I ran this one two years ago. The "hoops" are properly shown to the players. Most of them wanted to ignore the lines of a prophesy; the paladin's unswerving loyalty to the prophecy they'd been given (ie - the hoops) ensured their escape and survival. If the paladin hadn't been so adamant, the party may have found another way out, but they might have all died.


Boring, especially the encounter format and design.

I'm nearing the end of a 1st-20th level campaign, so in preparation for brainstorming the next campaign, I had my players fill out a short survey (favorite/least favorite part; favorite/least favorite complete module; etc). I've gotten three responses back, and two of them list Expedition to the Demonweb Pits as their favorite complete module. One even put in rankings for all the modules, scoring EttDwP the highest, at 9/10.

Eldariel
2017-07-15, 12:49 AM
Boring, especially the encounter format and design.

Yeah, event-based progress makes for a stale world.
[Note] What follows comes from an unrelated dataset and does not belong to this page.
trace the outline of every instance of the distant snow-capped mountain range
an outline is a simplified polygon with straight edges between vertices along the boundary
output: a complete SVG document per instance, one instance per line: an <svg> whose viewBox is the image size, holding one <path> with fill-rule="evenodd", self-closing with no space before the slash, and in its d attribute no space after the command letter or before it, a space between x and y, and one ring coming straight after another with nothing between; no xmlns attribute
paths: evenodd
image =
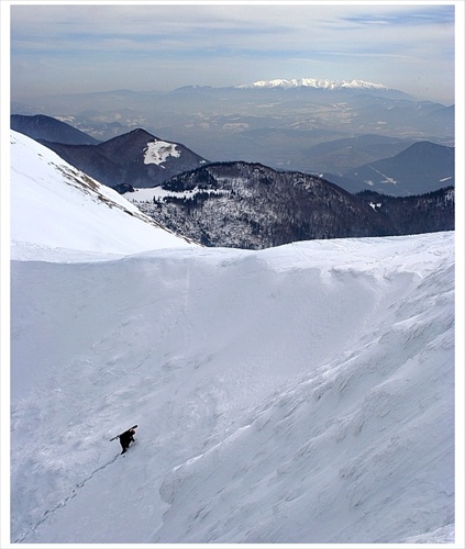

The Cranium Rats are probably the hardest part but you don't even have to fight 'em unless you are dumb. The tower was a bit of a thing due to alignment but we outsourced that part.

We 2-manned the module with Dervish/UM though the Ultimate Magus/Nar Demonbinder could've easily soloed it. The Dervish was secondary to the Bound Glabrezu in the Demonweb Pits proper.

Thalantyr
2017-07-15, 01:18 AM
The Skinsaw Murders, from Rise of the Runelords was pretty hard.

The final boss, a lamia matriarch, is ridiculous. The DM gave us 6-8 guards to take the blows. We should have died there otherwise.

Fizban
2017-07-15, 02:22 AM
Fair enough, there are more gotchas than I remembered in early WLD.

Khedrac
2017-07-15, 03:09 AM
The Skinsaw Murders, from Rise of the Runelords was pretty hard.

The final boss, a lamia matriarch, is ridiculous. The DM gave us 6-8 guards to take the blows. We should have died there otherwise.

Oddly enough we nearly walked that - if my character hadn't rolled a natural 1 on his save vs her item she wouldn't have gotten away... It was also nearly the opposite of an optimised party - duskblade, druid, beguiler (me) and a dragon shaman!
Come to think of it, I suspect the DM did deliberately spread the blows for the wisdom drain and it too a while afterwards to get everyone restored back up.